08/10/2018 10:45 PM Comment(s) By kpauligk

I was recently working in a PostgreSQL (9.6) environment and had one of those problems that comes around infrequently enough that it isn't a worn pattern in my brain. Contributing to this is the fact that I dwelt for a long time in SQL Server 2008 land which lacked a lot of functionality (lead/lag functions) that have been in the wild for quite a while.

Problem: Temporal transaction data that needed to be grouped into sequences. In this scenario, there is also an additional column by which the data is to be grouped.

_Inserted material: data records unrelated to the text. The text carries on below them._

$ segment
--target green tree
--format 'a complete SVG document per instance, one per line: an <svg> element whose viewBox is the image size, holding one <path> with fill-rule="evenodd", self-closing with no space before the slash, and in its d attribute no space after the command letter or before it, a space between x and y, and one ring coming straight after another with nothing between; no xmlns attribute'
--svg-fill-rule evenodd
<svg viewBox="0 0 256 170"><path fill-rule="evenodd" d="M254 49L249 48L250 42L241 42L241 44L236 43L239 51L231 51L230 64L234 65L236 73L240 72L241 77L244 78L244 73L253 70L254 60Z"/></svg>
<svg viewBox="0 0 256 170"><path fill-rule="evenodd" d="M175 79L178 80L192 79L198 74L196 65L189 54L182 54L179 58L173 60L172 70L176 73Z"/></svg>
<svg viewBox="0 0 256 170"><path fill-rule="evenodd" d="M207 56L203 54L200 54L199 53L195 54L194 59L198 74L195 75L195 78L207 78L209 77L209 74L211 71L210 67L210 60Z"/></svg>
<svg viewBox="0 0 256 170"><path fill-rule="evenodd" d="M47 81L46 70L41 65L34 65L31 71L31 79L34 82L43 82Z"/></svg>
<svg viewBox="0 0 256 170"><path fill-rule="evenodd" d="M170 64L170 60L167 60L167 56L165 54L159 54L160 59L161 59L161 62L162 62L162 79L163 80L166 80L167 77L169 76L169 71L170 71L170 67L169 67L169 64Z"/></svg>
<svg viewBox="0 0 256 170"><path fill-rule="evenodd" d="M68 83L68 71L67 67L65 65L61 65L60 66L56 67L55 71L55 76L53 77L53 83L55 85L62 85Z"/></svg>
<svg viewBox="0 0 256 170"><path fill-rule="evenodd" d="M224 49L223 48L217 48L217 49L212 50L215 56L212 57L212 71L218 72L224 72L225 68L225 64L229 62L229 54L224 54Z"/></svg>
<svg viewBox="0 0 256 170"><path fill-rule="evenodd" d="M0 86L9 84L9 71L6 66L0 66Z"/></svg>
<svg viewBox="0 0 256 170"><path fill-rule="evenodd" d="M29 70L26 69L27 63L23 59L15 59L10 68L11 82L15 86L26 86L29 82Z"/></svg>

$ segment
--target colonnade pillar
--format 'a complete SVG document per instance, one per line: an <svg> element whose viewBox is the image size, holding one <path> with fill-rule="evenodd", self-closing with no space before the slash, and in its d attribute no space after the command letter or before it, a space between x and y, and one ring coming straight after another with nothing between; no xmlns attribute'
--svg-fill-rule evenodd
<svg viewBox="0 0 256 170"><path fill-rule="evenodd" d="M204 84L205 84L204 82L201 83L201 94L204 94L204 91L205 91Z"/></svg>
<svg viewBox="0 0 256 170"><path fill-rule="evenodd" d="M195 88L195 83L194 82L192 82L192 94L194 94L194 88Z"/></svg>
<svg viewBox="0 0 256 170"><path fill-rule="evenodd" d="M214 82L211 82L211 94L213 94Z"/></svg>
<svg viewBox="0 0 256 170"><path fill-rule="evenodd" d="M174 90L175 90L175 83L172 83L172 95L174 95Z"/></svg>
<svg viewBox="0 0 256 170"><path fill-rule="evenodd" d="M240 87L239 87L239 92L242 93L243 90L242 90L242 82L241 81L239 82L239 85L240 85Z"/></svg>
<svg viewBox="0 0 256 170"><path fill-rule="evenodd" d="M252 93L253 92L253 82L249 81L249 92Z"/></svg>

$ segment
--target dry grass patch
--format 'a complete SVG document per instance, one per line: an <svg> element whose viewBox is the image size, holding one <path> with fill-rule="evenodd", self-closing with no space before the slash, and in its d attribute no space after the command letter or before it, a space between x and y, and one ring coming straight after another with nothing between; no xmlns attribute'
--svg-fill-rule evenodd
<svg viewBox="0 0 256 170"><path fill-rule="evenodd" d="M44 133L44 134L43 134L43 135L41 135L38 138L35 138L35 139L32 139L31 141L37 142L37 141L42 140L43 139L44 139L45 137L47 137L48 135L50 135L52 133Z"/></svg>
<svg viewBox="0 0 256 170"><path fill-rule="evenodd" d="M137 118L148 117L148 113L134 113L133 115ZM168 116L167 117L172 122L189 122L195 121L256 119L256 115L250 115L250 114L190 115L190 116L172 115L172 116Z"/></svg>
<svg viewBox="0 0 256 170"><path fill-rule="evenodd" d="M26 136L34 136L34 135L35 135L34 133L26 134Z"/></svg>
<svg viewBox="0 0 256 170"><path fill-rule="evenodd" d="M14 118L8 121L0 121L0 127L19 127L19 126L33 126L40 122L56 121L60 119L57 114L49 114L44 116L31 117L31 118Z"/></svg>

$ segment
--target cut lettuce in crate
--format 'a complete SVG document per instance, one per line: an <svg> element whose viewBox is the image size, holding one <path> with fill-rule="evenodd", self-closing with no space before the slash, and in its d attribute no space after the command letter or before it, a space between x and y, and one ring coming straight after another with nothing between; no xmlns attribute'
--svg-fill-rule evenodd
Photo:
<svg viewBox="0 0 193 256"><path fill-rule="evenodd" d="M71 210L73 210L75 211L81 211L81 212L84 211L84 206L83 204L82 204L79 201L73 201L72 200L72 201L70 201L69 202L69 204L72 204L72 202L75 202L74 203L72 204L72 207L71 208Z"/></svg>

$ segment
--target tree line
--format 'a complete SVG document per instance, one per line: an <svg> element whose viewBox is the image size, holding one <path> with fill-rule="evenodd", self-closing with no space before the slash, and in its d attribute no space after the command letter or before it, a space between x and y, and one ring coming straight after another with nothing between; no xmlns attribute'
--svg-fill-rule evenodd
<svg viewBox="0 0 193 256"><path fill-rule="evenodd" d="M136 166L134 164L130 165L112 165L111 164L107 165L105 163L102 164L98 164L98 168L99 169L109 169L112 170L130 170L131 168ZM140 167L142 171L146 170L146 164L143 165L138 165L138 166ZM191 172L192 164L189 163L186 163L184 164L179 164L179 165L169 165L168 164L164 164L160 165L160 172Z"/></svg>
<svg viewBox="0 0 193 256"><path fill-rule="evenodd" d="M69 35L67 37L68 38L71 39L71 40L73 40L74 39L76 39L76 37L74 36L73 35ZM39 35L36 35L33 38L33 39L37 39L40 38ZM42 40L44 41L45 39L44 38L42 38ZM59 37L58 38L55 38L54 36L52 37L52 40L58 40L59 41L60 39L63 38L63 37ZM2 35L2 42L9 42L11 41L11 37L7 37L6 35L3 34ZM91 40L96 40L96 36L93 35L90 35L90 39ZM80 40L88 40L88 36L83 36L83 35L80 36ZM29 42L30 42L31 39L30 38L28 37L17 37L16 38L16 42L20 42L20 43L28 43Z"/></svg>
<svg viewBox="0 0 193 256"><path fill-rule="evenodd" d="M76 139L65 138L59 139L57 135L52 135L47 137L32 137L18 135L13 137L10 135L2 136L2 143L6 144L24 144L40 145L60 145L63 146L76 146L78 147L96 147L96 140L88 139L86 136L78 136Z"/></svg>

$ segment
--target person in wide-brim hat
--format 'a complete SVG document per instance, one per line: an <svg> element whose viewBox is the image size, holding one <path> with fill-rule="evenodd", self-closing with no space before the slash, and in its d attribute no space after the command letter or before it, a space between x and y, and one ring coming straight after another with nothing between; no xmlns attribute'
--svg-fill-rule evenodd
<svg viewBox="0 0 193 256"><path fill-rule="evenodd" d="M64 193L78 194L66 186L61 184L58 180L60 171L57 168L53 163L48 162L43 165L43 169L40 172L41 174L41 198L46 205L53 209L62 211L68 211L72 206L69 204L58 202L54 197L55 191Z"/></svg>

The set-up code to demonstrate the approach:


drop table if exists seq_demo
;
create table seq_demo (
    dt date
    , grouping character varying
);
insert into seq_demo values ('2018-01-01', 'grp1');
insert into seq_demo values ('2018-01-02', 'grp1');
insert into seq_demo values ('2018-01-04', 'grp1');
insert into seq_demo values ('2018-01-05', 'grp1');
insert into seq_demo values ('2018-01-06', 'grp1');
insert into seq_demo values ('2018-01-03', 'grp2');
insert into seq_demo values ('2018-01-07', 'grp2');
insert into seq_demo values ('2018-01-08', 'grp2');
insert into seq_demo values ('2018-01-09', 'grp2');
insert into seq_demo values ('2018-01-10', 'grp2');

The above test data creates four sequences across the two groupings: { 'grp1', 'grp2' }

And we would like to transform this into the following output:

1	grp1	2018-01-01	2018-01-02
2	grp1	2018-01-04	2018-01-06
3	grp2	2018-01-03	2018-01-03
4	grp2	2018-01-07	2018-01-10

This is one approach that makes use of the lag function, following by a cumulative (windowed) sum to create the groups.

with lagged as (
    select
        dt
        , grouping
        , lag(dt) over (partition by grouping order by dt) as lagged_dt
        -- the rn preserves row order for the next step, which is sometimes desired
        , row_number() over (partition by grouping order by dt) as rn
    from seq_demo
), grouped as (
    select
        dt
        , grouping
        , lagged_dt
        , (dt - lagged_dt) as days_diff
        , case when lagged_dt is null or (dt - lagged_dt) > 1 then 1 else 0 end as changed_dt
        , sum(case when lagged_dt is null or (dt - lagged_dt) > 1 then 1 else 0 end)
           over (partition by grouping order by rn rows between unbounded preceding and current row) as dt_group
        -- note on postgresql "rows between unbounded preceding and current row" was not required

    from lagged
)
select
    grouping
    , dt_group
    , min(dt) as start_dt
    , max(dt) as end_dt
from grouped

group by
    grouping
    , dt_group

order by
    grouping
    , dt_group
;

My results:

The specific use case this solved was to identify isolated transactions that had a group count of 1.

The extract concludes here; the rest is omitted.